Bei der Untersuchung dieser zahlreichen Informationen zum Umgang mit Geld, die den spätmittelalterlichen Kaufleuten bekannt sein mußten, gibt es gelegentlich Überraschungen. So konnte Philip Grierson schon 1957 zeigen, daß die Informationen über Geldsorten, die Pegolotti anführte, nur bis in die Zeit um 1290 reichten und nicht bis 1340, als der Text vollendet wurde. Lucia Travaini weist darauf hin, daß die meisten Geldangaben in den Texten veraltet sind und stellt daher die wichtige Frage, an welchen Leserkreis sich die Handbücher richteten. Sie meint, daß die Arithmetikbücher vor allem für die auszubildenden Kaufleute vorgesehen waren, während die Kaufmannshandbücher von Kaufleuten für Kaufleute geschrieben worden seien (S. 72f.). Eine vollkommen befriedigende Lösung der Frage steht jedoch weiterhin aus.

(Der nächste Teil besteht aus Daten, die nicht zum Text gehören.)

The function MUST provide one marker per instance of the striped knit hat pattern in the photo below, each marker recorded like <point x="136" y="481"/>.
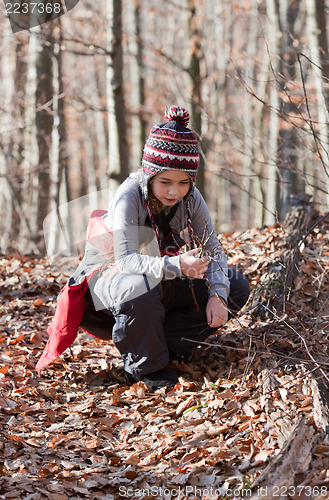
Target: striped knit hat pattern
<point x="170" y="146"/>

Sämtliche Münzsorten, die in den Textauszügen genannt sind, lassen sich über ein alphabetisch angeordnetes Glossar leicht auffinden (S. 235-313). Travaini hat sämtlichen Begriffen sind die Feingehaltsangaben aus den jeweiligen Arithmetik- und Kaufmannsbüchern zugeordnet. Zusätzlich sind die Sorten häufig mit Erläuterungen und weiterführenden Literaturangaben versehen, die gewöhnlich den neuesten Stand der Forschung wiedergeben.
Lucia Travaini hat mit ihrem neuen Buch eindrucksvoll verdeutlicht, wie wichtig die Berücksichtigung von kaufmännischem Schriftgut für die numismatische Forschung ist. Denn durch diese Schriftquellen ergeben sich Einblicke u.a. in den Geldumlauf, die Verwendung der Münzen und das Rechnen mit den unterschiedlichen Sorten, die aus den Münzen selbst, den Münzfunden und den spezifischen numismatischen Schriftquellen (wie etwa Abrechnungen der Münzstätten) kaum oder gar nicht erschlossen werden können.